- Maria Poliakova as a young woman.
- Native name: Полякова Мария Иосифовна
- Born: 27 March 1908 Saint Petersburg
- Died: 7 May 1995 (aged 87) Moscow, Soviet Union
- Allegiance: Communist Party of the Soviet Union
- Rank: Colonel GRU Lieutenant Colonel
- Spouse: Joseph Ditska (?-1941; his death)
- Children: 1

= Maria Josefovna Poliakova =

Soviet agent who helped create the Rote Drei

Maria Josefovna Poliakova (27 March 1908 – 7 May 1995) was a Jewish Soviet colonel and 4th Department spy who played the principal role in organising the Soviet espionage network in Switzerland, that was later known as the Rote Drei.

==Life==
Poliakova's father was Joseph Aronovich Poliakov (or Polyakov; 1887–1937), a native of Romny. He was a Menshevik, who during the Soviet era served in the Commissariat for Foreign Trade. His work involved extensive travel to various European countries including England, Germany and France. On 20 September 1937, he was shot dead, as part of Stalin's purges.

Her mother, Basia Solomonovna Poliakova, was a seamstress. In 1917 she was a candidate for the Kiev City Duma and for the council of the Jewish community of the city for the General Jewish Labour Bund. During the Soviet era, she was a secretary of the Foreign Trade Commissariat. Her brother was writer Ariy Polyakov.

Poliakova was married to a professional Czech revolutionary Joseph Ditska. They had a daughter, Svetlana. Joseph Ditska died in August 1941, while on a special mission in Poland, the rear of the German forces.

==Career==
Between 1921 and 1925, Poliakova studied abroad - in Germany and Great Britain, where her parents worked in trade missions for the USSR. As the family travelled with her father, Poliakova learned several languages including French, German and English. In 1925, she moved to Moscow.

Between 1925 and 1932 she participated in the Young Communist International and the Comintern as a dedicated communist. In 1931, the central committee of the Komsomol recommended Poliakova for training to Soviet Military Intelligence. Poliakova attended a course at the Higher Intelligence School.

From 1935, Poliakova served in the Red Army. From January 1935 to January 1936, she studied at the School of Intelligence Administration of the Frunze Military Academy, after which, on 19 June 1936, Poliakova was promoted to Senior lieutenant (старший лейтенант, starshy leytenant)

During the 1930s, Poliakova was posted on several assignments abroad in France and Switzerland. Her aliases were Mildred, Gisela, and Vera.

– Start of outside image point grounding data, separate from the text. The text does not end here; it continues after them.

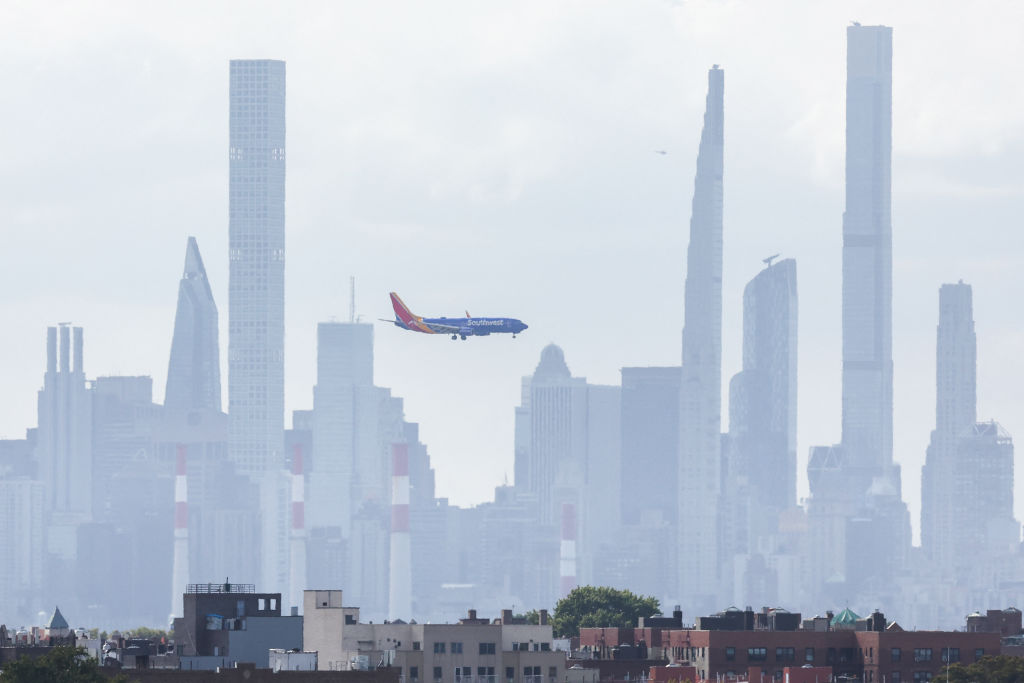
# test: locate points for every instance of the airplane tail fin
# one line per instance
(402, 311)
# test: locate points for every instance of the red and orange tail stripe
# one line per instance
(409, 318)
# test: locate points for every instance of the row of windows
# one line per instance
(484, 673)
(948, 654)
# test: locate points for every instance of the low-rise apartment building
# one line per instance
(473, 650)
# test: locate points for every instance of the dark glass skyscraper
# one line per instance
(763, 395)
(700, 402)
(256, 287)
(194, 371)
(955, 412)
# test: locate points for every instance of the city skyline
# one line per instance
(448, 438)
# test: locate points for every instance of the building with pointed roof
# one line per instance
(194, 370)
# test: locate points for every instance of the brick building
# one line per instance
(870, 649)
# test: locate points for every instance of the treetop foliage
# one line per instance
(589, 606)
(990, 669)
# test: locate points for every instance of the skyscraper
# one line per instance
(649, 444)
(256, 286)
(344, 377)
(867, 364)
(955, 412)
(761, 459)
(983, 506)
(700, 391)
(194, 371)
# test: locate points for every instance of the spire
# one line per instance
(57, 621)
(700, 415)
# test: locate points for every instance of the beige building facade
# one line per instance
(473, 650)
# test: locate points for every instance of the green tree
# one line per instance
(532, 616)
(588, 606)
(991, 669)
(146, 632)
(60, 665)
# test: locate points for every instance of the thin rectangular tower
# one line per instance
(256, 287)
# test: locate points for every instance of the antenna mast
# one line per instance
(351, 299)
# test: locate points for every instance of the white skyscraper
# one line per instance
(700, 402)
(256, 286)
(867, 363)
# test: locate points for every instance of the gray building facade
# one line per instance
(256, 252)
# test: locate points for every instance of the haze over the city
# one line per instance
(536, 162)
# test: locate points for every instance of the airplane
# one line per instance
(457, 327)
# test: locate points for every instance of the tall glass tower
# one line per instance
(700, 390)
(194, 371)
(867, 359)
(256, 285)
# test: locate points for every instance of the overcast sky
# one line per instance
(500, 158)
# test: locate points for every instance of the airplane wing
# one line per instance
(443, 329)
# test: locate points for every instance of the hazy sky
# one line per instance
(499, 158)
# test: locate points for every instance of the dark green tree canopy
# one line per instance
(589, 606)
(60, 665)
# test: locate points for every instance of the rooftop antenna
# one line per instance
(351, 299)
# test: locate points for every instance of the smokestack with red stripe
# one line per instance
(567, 562)
(179, 571)
(297, 578)
(400, 593)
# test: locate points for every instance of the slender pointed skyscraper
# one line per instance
(867, 292)
(700, 403)
(955, 413)
(256, 286)
(194, 371)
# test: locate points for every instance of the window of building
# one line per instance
(785, 654)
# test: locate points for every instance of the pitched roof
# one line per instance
(57, 621)
(845, 617)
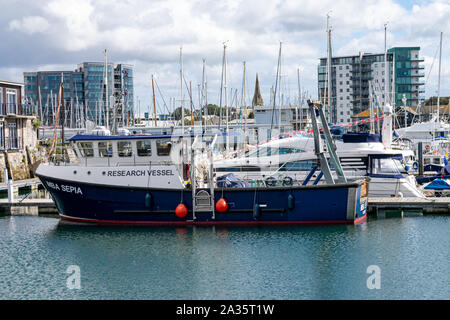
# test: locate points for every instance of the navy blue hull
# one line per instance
(103, 204)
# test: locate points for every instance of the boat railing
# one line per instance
(61, 158)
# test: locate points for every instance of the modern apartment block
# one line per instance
(88, 93)
(408, 75)
(15, 118)
(353, 76)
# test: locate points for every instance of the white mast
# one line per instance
(226, 94)
(181, 89)
(205, 112)
(386, 77)
(106, 94)
(439, 79)
(299, 99)
(330, 112)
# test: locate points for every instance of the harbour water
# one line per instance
(301, 262)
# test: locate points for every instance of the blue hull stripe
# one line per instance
(126, 205)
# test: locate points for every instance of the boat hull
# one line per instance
(114, 205)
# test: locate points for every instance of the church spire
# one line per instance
(257, 98)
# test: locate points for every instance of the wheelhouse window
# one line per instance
(386, 166)
(124, 149)
(144, 148)
(268, 151)
(86, 149)
(303, 165)
(105, 149)
(163, 147)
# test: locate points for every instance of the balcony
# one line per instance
(17, 109)
(11, 143)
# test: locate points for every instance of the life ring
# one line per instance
(288, 181)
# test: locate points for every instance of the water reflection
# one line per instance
(285, 262)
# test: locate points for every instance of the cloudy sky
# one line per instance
(59, 34)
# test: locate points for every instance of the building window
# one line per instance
(13, 139)
(11, 100)
(2, 135)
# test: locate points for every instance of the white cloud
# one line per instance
(149, 34)
(30, 25)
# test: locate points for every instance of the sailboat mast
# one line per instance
(329, 73)
(154, 102)
(245, 104)
(106, 88)
(205, 112)
(439, 79)
(181, 89)
(225, 92)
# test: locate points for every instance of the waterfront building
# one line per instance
(89, 93)
(15, 117)
(353, 77)
(17, 132)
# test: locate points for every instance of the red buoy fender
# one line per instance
(222, 205)
(181, 211)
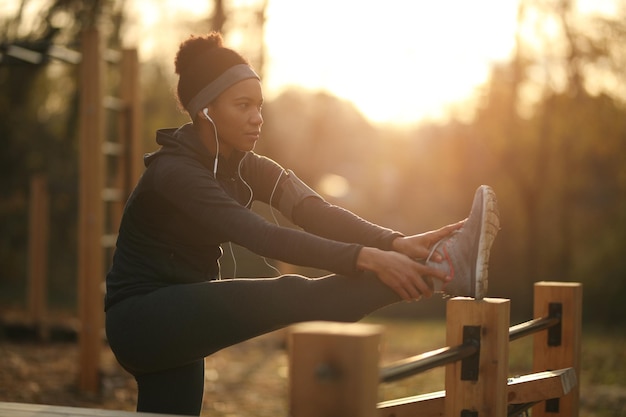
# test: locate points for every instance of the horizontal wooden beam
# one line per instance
(530, 388)
(41, 410)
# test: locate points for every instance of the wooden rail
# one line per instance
(334, 367)
(39, 410)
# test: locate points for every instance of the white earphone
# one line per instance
(205, 111)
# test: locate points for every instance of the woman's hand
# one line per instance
(401, 273)
(419, 246)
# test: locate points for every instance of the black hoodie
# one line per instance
(179, 214)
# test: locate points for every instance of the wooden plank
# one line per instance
(334, 369)
(41, 410)
(131, 94)
(486, 394)
(91, 217)
(565, 353)
(38, 254)
(524, 389)
(425, 405)
(541, 386)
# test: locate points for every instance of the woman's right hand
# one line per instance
(401, 273)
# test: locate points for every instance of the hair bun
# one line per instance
(194, 46)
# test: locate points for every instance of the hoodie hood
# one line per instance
(185, 142)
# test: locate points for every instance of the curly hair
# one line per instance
(200, 60)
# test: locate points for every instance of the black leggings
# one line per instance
(163, 337)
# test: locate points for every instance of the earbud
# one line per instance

In 1936–37, Poliakova was an illegal resident in the Soviet military intelligence network in Switzerland, that was later known as the Rote Drei. Her contacts in Switzerland were Rachel Dübendorfer, Selma Gessner–Bührer, and, in France, Henry Robinson. In 1937, Poliakova was recalled to the Soviet Union. She survived the purges. However, her brother and father were shot. As a result of the murders of her father and brother, Poliakova became embittered of Stalin's regime. In 1937-41 she worked in the central apparatus of the Intelligence Directorate of the Red Army headquarters, Moscow. She trained new employees, worked in military-technical and military intelligence units.

In 1944, Poliakova was promoted from Captain to Major. She remained active as an espionage agent in the GRU until 1953.